Third, almost nobody owns it: only about 16% of S&P 500 funds hold Intel, despite its roughly US$590 billion market value, making it one of the least-owned chip names among big funds. Fresh buying alone could lift the price, and Arya sees earning power topping US$6 a share by 2030.

The Catch: The Street Is Far More Cautious

Most analysts are far less bullish: the average 12-month target sits near US$92, below where the stock trades now, and the consensus rating is only “Hold”. BofA is the outlier, not the crowd.

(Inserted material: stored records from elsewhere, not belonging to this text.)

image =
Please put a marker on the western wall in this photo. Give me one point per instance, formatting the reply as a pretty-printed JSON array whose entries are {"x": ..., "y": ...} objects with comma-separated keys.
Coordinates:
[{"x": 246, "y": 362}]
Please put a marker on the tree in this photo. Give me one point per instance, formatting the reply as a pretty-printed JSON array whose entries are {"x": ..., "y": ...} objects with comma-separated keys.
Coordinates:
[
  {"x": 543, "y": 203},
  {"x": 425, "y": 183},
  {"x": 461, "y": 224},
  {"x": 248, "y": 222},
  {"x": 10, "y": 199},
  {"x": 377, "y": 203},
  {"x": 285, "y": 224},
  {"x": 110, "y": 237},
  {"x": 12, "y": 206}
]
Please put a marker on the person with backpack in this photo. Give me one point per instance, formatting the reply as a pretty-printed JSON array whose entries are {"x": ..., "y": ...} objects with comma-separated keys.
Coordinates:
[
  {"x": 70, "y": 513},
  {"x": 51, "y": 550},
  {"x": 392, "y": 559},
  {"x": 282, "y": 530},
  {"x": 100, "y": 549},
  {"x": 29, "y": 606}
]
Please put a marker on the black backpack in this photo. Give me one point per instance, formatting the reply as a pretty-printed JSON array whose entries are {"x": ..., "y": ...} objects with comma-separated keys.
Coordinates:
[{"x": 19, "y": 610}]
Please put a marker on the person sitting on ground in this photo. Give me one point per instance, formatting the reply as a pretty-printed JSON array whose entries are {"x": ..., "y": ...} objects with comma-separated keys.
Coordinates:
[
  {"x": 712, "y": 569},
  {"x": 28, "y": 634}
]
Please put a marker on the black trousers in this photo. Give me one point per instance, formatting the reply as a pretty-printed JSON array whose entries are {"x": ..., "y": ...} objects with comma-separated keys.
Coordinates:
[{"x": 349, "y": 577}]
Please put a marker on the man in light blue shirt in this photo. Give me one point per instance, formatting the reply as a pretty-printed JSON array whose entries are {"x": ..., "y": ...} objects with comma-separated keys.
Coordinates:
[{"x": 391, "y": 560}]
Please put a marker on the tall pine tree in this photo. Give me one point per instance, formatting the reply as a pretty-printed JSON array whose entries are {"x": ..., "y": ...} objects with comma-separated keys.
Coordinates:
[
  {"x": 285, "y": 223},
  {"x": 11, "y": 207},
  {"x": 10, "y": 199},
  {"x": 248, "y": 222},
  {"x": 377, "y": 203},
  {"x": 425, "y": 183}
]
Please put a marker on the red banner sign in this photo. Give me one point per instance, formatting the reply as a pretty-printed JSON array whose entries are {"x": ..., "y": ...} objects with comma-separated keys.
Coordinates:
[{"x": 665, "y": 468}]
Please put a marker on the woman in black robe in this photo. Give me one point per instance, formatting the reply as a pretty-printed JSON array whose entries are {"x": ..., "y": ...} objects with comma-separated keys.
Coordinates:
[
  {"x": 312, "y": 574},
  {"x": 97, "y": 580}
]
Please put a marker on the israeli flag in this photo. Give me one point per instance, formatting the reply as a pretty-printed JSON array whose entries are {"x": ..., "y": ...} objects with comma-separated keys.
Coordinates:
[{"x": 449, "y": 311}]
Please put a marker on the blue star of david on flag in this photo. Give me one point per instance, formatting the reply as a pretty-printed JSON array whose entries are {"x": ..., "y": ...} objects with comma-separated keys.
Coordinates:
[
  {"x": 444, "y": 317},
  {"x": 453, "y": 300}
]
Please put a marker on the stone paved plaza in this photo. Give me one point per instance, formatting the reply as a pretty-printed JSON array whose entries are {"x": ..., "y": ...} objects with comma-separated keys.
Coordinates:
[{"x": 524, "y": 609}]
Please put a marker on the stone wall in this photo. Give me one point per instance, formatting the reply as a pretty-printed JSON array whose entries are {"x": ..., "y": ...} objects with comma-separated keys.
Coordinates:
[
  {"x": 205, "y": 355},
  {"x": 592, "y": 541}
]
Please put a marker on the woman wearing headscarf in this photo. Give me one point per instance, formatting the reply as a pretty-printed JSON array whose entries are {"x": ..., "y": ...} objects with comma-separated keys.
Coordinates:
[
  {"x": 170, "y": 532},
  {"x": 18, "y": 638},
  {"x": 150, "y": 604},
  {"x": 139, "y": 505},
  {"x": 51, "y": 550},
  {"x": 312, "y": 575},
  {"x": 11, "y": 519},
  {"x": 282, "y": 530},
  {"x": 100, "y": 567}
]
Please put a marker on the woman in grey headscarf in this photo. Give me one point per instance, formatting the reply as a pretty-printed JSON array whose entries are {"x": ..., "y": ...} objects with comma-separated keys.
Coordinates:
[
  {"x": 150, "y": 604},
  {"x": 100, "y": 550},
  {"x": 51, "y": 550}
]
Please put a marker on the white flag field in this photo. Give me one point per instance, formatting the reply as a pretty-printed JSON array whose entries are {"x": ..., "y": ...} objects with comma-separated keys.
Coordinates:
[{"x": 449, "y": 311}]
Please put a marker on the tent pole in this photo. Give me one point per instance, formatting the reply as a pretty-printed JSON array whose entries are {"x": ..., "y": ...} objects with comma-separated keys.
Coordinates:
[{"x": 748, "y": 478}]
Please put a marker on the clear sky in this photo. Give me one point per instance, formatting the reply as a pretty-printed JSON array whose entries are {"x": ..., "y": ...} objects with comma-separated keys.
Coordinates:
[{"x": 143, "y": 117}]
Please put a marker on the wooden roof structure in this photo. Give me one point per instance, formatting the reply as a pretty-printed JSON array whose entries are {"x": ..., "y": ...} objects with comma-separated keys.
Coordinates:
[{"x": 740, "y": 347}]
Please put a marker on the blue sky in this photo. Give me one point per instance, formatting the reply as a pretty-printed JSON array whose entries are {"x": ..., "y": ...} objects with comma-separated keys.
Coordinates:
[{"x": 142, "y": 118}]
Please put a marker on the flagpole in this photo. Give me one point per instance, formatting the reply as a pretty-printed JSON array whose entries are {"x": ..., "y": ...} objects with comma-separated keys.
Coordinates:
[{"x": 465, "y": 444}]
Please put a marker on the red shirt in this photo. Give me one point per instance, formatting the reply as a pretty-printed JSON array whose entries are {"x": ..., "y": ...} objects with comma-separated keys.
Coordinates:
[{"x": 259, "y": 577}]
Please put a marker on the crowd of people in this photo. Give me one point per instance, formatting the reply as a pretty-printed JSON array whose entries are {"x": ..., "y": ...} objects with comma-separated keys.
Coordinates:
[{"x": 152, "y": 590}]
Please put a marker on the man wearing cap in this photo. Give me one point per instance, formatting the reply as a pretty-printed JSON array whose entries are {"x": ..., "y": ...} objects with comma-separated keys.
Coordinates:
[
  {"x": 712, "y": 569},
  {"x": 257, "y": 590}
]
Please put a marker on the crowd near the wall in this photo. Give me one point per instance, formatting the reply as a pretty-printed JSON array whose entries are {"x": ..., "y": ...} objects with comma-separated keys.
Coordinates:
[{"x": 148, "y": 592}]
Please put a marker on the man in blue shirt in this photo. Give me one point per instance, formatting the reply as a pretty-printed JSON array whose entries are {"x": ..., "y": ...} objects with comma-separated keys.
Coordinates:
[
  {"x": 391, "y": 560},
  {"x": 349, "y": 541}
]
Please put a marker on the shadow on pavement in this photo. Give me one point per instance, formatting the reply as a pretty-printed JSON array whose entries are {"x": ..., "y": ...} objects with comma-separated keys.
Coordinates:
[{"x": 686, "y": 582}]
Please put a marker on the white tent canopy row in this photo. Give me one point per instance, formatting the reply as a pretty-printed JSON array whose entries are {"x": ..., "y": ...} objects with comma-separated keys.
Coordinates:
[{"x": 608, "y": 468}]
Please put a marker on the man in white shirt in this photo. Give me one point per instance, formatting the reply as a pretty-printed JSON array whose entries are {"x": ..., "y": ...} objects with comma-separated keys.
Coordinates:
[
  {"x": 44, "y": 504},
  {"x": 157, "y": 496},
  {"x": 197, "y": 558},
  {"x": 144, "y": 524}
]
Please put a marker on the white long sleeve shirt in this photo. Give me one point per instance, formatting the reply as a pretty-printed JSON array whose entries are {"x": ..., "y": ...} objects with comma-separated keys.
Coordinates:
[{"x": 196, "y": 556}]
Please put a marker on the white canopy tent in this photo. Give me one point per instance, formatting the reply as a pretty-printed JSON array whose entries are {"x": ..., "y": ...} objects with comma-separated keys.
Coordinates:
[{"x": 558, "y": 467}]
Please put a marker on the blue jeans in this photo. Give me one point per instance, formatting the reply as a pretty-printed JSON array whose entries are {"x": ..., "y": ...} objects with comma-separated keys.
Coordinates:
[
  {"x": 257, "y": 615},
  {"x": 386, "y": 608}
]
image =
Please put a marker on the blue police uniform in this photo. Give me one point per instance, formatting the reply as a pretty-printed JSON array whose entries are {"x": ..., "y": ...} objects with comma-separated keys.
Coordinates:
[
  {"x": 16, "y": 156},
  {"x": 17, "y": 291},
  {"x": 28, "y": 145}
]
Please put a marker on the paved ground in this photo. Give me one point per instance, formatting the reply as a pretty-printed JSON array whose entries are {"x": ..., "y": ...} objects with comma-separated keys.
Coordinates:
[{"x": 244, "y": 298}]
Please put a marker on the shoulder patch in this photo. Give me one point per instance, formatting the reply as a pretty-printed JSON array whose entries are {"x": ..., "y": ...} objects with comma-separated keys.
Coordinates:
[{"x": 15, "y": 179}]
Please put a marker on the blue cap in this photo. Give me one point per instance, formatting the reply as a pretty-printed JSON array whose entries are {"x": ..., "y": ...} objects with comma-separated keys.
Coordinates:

The business still has real problems. Intel’s foundry arm lost about US$2.4 billion in a single quarter, and its key 18A process has not yet proven it can match Taiwan’s TSMC or Samsung on quality, so big foundry deals stay uncertain. After a 190% run and still loss-making on a trailing basis, the shares are priced for a lot to go right.

The Investor’s Takeaway for INTC

So, buy, or is it too late? In our view, the turnaround is becoming real: the AI-CPU angle, a reported Google order for more than 3 million AI chips in 2028, and growing foundry interest are genuine progress. But the price has already raced ahead, and the average analyst still sees downside, so the easy gains look gone.

This suits patient, risk-tolerant investors who back the multi-year foundry story, not momentum chasers. Others may prefer to wait for proof on 18A yields or a calmer entry.

The bottom line: watch the 18A yield news and July’s results. That is what turns the bull case from hope to numbers.